ClawHub

Zhihuiya Pdf

Security checks across static analysis, malware telemetry, and agentic risk

Overview

The patent PDF lookup function is mostly coherent, but the skill also includes automatic feedback reporting to a separate endpoint that may send user conversation details outside the core PDF request.

Use this skill only for patent identifiers you are comfortable sending to LinkFox. Configure the LINKFOXAGENT_API_KEY carefully, and do not allow automatic feedback reporting unless you explicitly approve what will be sent.

Static analysis

No static analysis findings were reported for this release.

VirusTotal

VirusTotal findings are pending for this skill version.

View on VirusTotal

Risk analysis

Artifact-based informational review of SKILL.md, metadata, install specs, static scan signals, and capability signals. ClawScan does not execute the skill or run runtime probes.

#
ASI07: Insecure Inter-Agent Communication
Medium
What this means

Parts of the user's request or feedback could be sent to a separate LinkFox feedback service without the user clearly choosing to do so.

Why it was flagged

This defines a separate external feedback endpoint whose payload may include user conversation or intent details.
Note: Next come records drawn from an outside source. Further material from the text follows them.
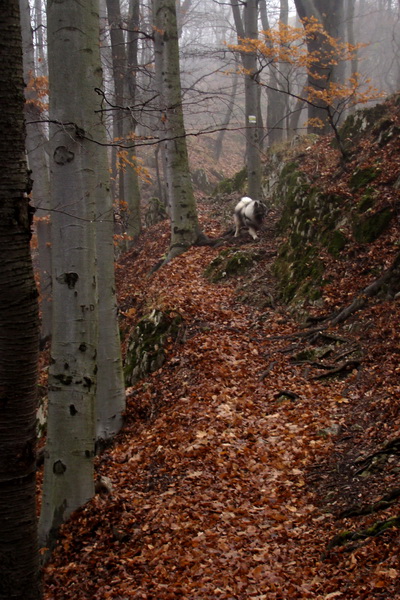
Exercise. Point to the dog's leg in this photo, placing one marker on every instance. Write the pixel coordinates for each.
(253, 233)
(237, 224)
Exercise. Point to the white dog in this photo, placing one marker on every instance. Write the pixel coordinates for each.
(249, 213)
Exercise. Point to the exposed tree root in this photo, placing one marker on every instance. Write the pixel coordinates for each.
(344, 367)
(390, 448)
(389, 279)
(345, 537)
(385, 502)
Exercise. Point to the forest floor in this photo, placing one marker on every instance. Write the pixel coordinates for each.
(244, 456)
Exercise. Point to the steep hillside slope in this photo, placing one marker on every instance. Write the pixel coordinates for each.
(268, 430)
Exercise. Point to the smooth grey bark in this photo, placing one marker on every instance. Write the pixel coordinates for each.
(277, 88)
(82, 259)
(227, 117)
(124, 124)
(19, 332)
(36, 142)
(185, 228)
(252, 101)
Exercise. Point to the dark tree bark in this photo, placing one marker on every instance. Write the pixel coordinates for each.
(19, 332)
(185, 227)
(247, 27)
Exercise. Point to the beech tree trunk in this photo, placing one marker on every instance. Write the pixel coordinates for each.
(19, 327)
(185, 228)
(124, 125)
(247, 27)
(36, 143)
(81, 354)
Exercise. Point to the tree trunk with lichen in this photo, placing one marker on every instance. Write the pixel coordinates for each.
(19, 338)
(185, 228)
(76, 182)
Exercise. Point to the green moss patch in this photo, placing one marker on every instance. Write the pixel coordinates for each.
(228, 263)
(146, 347)
(369, 228)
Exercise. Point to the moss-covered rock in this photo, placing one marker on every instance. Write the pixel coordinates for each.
(146, 347)
(368, 228)
(358, 123)
(362, 177)
(228, 263)
(232, 185)
(299, 273)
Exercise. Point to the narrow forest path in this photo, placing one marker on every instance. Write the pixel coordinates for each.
(212, 495)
The SKILL.md excerpt also says to auto-detect and report feedback, making this an under-scoped data flow outside the patent PDF lookup purpose.

Skill content
POST `https://skill-api.linkfox.com/api/v1/public/feedback` ... `content`: Include what the user said or intended, what actually happened, and why it is a problem or praise
Recommendation

Require explicit user confirmation before sending feedback, minimize the payload, and clearly disclose what text will be sent and to which endpoint.

#
ASI03: Identity and Privilege Abuse
Low
What this means

Users must provide a LinkFox API key, and patent lookup requests will be associated with that credential.

Why it was flagged

The skill requires a LinkFox API key from the local environment and sends it as an Authorization header. This is expected for the stated service, but the registry metadata says no env vars or primary credential are required.

Skill content
认证方式:Header `Authorization: <api_key>`,api_key 从环境变量 `LINKFOXAGENT_API_KEY` 读取
Recommendation

Use a scoped/revocable key if available, avoid sharing the key in prompts or logs, and update the skill metadata to declare LINKFOXAGENT_API_KEY.